In the winter of 1897, Paul Gauguin set down his brush, walked up a hill near his home in Tahiti and swallowed a huge amount of arsenic. The painting he completed before this suicide expressed his personal gospel, a dream-state allegory spanning the largest canvas of his career.
The years leading up to December of 1897 had been rough for Gauguin. During his time on the Caribbean island of Martinique he contracted long-running cases of dysentery and malaria, he walked with a limp from a poorly healed ankle, broken in a fight five years earlier, and was exhausted from battling syphilis and its brutal treatment regime. His reputation in Paris was blighted after leaving his wife, his paintings weren't selling, and in 1897 his estranged daughter Aline died of pneumonia, leaving Gauguin fixated on their lost relationship. Finally, running out of money in Tahiti after a failed building project, Gauguin constructed a massive canvas, and poured his last great energy into an allegorical diorama describing destiny, the futility of language and death.
Gauguin awoke, vomiting. The arsenic had failed to kill him. In later letters, Gauguin described Where Do We Come From? What Are We? Where Are We Going? saying:
“It is a canvas about five feet by twelve. The two upper corners are chrome yellow, with an inscription on the left, and my name on the right, like a fresco on a golden wall with its corners damaged.
“To the right, below, a sleeping baby and three seated women. Two figures dressed in purple confide their thoughts to each other. An enormous crouching figure which intentionally violates the perspective, raises its arm in the air and looks in astonishment at these two people who dare to think of their destiny. A figure in the center is picking fruit. Two cats near a child. A white goat. An idol, both arms mysteriously and rhythmically raised, seems to indicate the Beyond. A crouching girl seems to listen to the idol. Lastly, an old woman approaching death appears reconciled and resigned to her thoughts. She completes the story. At her feet a strange white bird, holding a lizard in its claw [sic], represents a futility of words.
“The setting is the bank of a stream in the woods. In the background the ocean, and beyond the mountains of a neighboring island. In spite of changes of tone, the landscape is blue and Veronese green from one end to the other. The naked figures stand out against it in bold orange.
“If anyone said to the students competing for the Rome Prize at the Ecole des Beaux-Arts, the picture you must paint is to represent Where Do We Come From? What Are We? Where Are We Going? what would they do? I have finished a philosophical work on this theme, comparable to the Gospels. I think it is good.”
“I worked day and night that whole month in an incredible fever. Lord knows it is not done like a Puvis de Chavannes: sketch after nature, preparatory cartoon, etc. It is all done from imagination, straight from the brush, on sackcloth full of knots and wrinkles, so the appearance is terribly rough.

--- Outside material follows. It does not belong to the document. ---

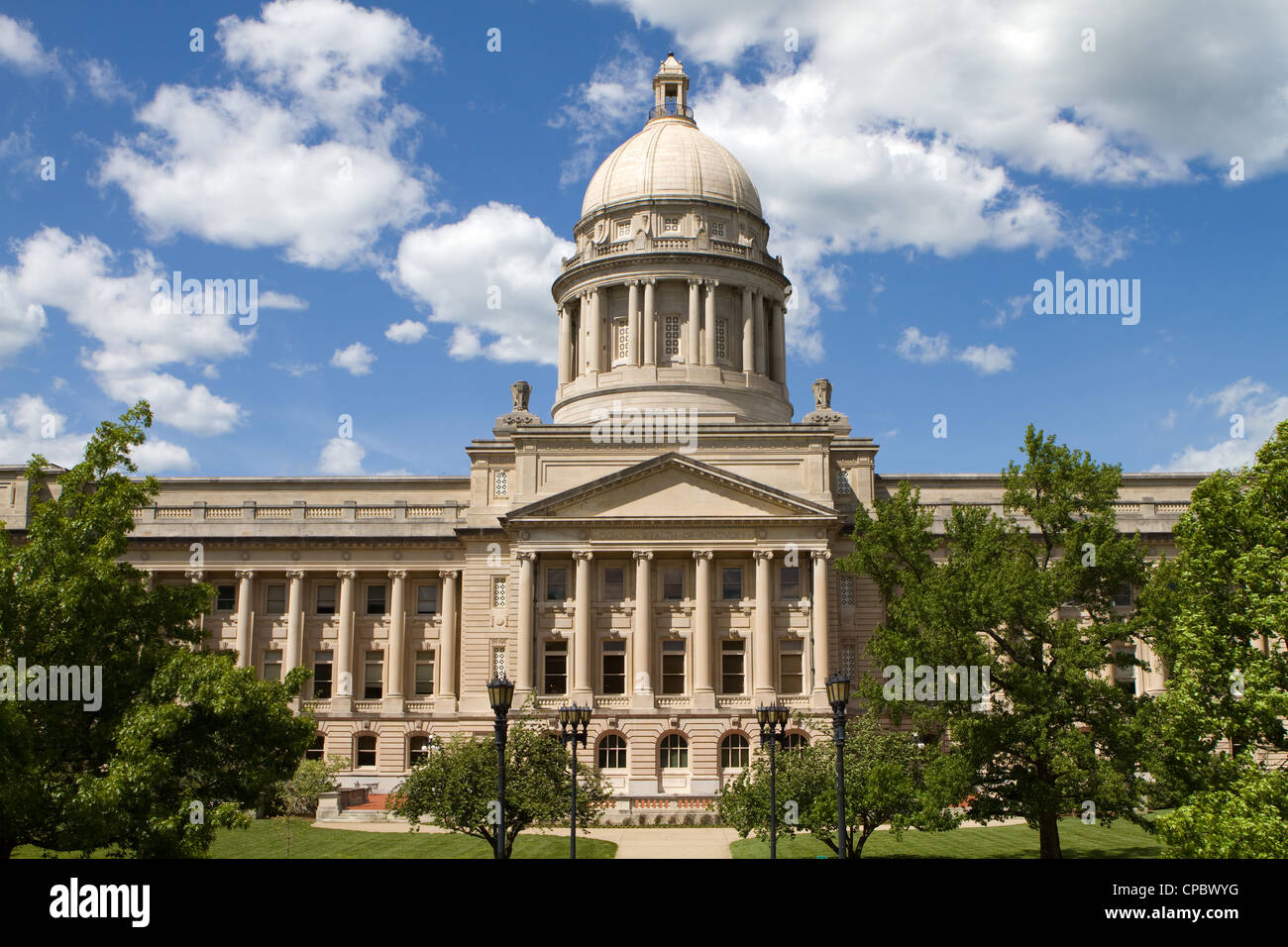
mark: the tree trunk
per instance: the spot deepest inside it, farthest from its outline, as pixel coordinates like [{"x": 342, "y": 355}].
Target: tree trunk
[{"x": 1048, "y": 834}]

“They will say it is careless, unfinished. It is true that one is not a good judge of one’s own work, nevertheless I believe that this canvas not only surpasses all my previous work, but that I will never do anything better or even like it. Before dying I put into it all my energy, a passion so painful, in terrible circumstances, and a vision so clear, needing no correction, that the hastiness disappears and life surges up. It doesn't smell of the model, of conventional techniques and the so-called rules from all of which I have always liberated myself, though sometimes with trepidation . . .
“I look at it incessantly and (I admit) I admire it. The more I study it, the more I realize its enormous mathematical faults, which I will not correct at any price. The painting will stay as it is as a sketch, if you wish.
“But there is also this question which perplexes me: Where does the execution of a painting begin, and where does it end? At the very moment when the most intense emotions fuse in the depths of one’s being, at the moment when they burst forth and issue like lava from a volcano, is there not something like the blossoming of the suddenly created work, a brutal work, if you wish, yet great, and superhuman in appearance? The cold calculations of reason have not presided at this birth; who knows when, in the depths of the artist’s soul the work was begun unconsciously perhaps?”